Documents the capacity=2 concurrent-run system as landed inc0df77d,68ef0f8,e6d55b5: config knobs, isolation model, per-recipe flock, active-run registry + three-way janitor, convergence interactions, failure-mode guarantees, and known limitations / restructuring candidates.
11 KiB
Concurrency: how parallel recipe CI runs stay safe
Spec of the concurrent-run system as of 2026-06-10 (commits c0df77d, 68ef0f8, e6d55b5).
Written for review/restructuring — it documents what IS, including known limitations.
1. Goal and design summary
Two recipe CI builds may run at the same time on the single cc-ci host (e.g. immich and plausible under active development at once). Safety is enforced by the harness, not by serialising everything:
| Rule | Mechanism |
|---|---|
| Different recipes run in parallel | nothing blocks them (isolation, §3) |
| Same-recipe runs serialise | per-recipe flock (§4) |
| A starting run never reaps a live concurrent run's app | active-run registry + three-way janitor (§5) |
| A crashed run's leftovers still get reaped | registry owner-dead detection, age fallback (§5) |
There is no daemon and no shared state service: both mechanisms are kernel/file primitives
under /run, scoped to the harness process lifetime, so a SIGKILL'd run can never leak a stale
lock or a stale "I'm alive" claim.
2. Configuration knobs
| Knob | Where | Current | Meaning |
|---|---|---|---|
DRONE_RUNNER_CAPACITY (aka MAX_TESTS) |
nix/modules/drone-runner.nix (maxTests let-binding) |
2 |
THE cap. Max builds the exec runner executes at once; Drone queues the rest in its native pending queue. Change requires nixos-rebuild switch on cc-ci. |
concurrency.limit |
.drone.yml, recipe-ci pipeline |
2 |
Server-side cap on concurrent recipe-ci pipelines. Kept equal to capacity; redundant belt (the push pipeline shares runner capacity too, so lint builds can interleave). |
CCCI_JANITOR_MAX_AGE |
env, read in lifecycle.janitor() |
unset → 7200s |
Age fallback only — applies solely to apps with no registry entry (§5 case 3). The capacity=1-era "0" override in .drone.yml is GONE; do not reintroduce it (it made a starting build reap in-flight runs). |
RECIPE_LOCK_DIR |
lifecycle.py constant |
/run/lock |
Where per-recipe lock files live. |
ACTIVE_RUN_DIR |
lifecycle.py constant |
/run/cc-ci-active |
Where active-run pidfiles live. |
Memory budget rationale for capacity=2 (Hetzner cpx22, ~7.6 GiB): a full immich stack measured
~1 GiB; two concurrent recipes fit. Revert maxTests to "1" if OOM/disk-I/O contention appears.

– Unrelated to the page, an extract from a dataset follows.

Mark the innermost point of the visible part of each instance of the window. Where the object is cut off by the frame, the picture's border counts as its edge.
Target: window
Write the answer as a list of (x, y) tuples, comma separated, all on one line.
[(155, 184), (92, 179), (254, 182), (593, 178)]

3. Isolation model: what is shared, what is per-run
Per-run (no conflict possible):
- App + stack + volumes + secrets. The run app domain is deterministic and unique per
(recipe, pr, ref):
naming.app_domain()→<recipe[:4]>-<sha1(recipe|pr|ref)[:6]>.ci.commoninternet.net. Everything abra creates is namespaced by it. Run apps are recognised byRUN_APP_RE = ^[a-z0-9]{1,4}-[0-9a-f]{6}\.ci\.commoninternet\.net$; canonical/warm apps (e.g.warm-keycloak...) deliberately do NOT match, so the janitor never touches them. - Drone build workspace. The exec runner gives each build its own clone under
/var/lib/drone-runner/drone-<id>/— harness code and test files are per-build. - Run artifacts.

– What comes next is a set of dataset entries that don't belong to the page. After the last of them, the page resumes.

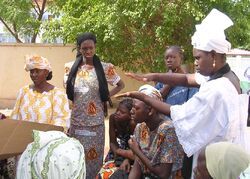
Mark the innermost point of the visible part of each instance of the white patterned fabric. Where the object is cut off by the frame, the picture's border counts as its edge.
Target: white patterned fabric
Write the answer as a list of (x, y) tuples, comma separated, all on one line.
[(38, 62), (210, 34), (216, 113), (50, 107), (52, 155)]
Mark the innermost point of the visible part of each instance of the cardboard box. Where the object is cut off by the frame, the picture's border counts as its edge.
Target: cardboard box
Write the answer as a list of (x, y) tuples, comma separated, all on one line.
[(15, 135)]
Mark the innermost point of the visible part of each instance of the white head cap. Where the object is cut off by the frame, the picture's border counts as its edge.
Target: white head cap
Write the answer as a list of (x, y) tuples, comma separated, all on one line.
[(210, 34)]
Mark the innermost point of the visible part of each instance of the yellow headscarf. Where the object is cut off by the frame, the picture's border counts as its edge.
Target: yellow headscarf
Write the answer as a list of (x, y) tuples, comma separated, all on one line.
[(226, 160), (36, 61)]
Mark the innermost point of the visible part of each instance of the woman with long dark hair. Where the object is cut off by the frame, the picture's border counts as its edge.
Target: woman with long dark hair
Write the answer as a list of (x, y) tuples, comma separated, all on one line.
[(87, 88)]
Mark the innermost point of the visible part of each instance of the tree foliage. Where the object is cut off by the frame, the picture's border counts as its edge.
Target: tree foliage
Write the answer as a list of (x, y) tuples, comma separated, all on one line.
[(133, 34), (22, 18)]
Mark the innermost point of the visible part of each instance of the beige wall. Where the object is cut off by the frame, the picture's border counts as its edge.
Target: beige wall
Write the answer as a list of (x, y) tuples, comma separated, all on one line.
[(13, 76)]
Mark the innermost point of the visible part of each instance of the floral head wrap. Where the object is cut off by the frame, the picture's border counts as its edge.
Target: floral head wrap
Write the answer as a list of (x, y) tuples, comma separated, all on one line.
[(226, 160), (36, 61)]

/var/lib/cc-ci-runs/<build-number>/.
Shared (the two hazards the mechanisms exist for):
~/.abra/recipes/<recipe>— ONE working tree per recipe (abra's own layout). The harnessfetch_recipe()rm -rf's + reclones it at run start, and the upgrade tiergit checkouts it mid-run for the chaos redeploy. Two same-recipe runs would corrupt each other's deploy tree (observed: immich builds 229/230 deployed a tree missing its config). → per-recipe flock (§4).HOME=/root— forced in.drone.ymlso abra finds its server config under/root/.abra. Safe given the above: app names are unique and same-recipe runs serialise, so no two builds touch the same recipe checkout or app env file.

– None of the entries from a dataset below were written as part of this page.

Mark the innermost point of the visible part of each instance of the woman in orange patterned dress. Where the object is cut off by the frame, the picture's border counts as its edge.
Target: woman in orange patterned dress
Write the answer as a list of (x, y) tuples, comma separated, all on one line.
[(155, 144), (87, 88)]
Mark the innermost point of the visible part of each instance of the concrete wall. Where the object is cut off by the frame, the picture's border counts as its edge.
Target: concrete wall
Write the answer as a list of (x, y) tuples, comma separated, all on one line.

4. Mechanism 1: per-recipe flock
Code: lifecycle.acquire_recipe_lock(recipe); taken in run_recipe_ci.main() before
fetch_recipe() (the first shared-tree mutation).
- Lock file:
/run/lock/cc-ci-recipe-<recipe>.lock, exclusivefcntl.flock. - Non-blocking attempt first; on
BlockingIOErrorit logs== recipe lock: another <recipe> run is in flight — waiting ... ==and blocks. The waiting run is visibly "stuck" in its drone log at that line — that is by design. - The open file object is returned and kept alive (
_recipe_lock = ... # noqa: F841) for the whole process lifetime. Release is implicit: the kernel drops a flock when the fd closes — including on crash or SIGKILL. There is no stale-lock failure mode and no unlock code path. - Scope: serialises only runs of the SAME recipe. Different recipes never contend.
5. Mechanism 2: active-run registry + three-way janitor
Why: every run starts with lifecycle.janitor() (called from both the cold path and the
warm/quick path in run_recipe_ci.py) to reap orphans left by crashed/SIGKILL'd runs (whose
finally: teardown never ran). Under capacity=2 "any run app that isn't mine" may be a LIVE
concurrent run — age alone can't tell. The registry makes ownership explicit.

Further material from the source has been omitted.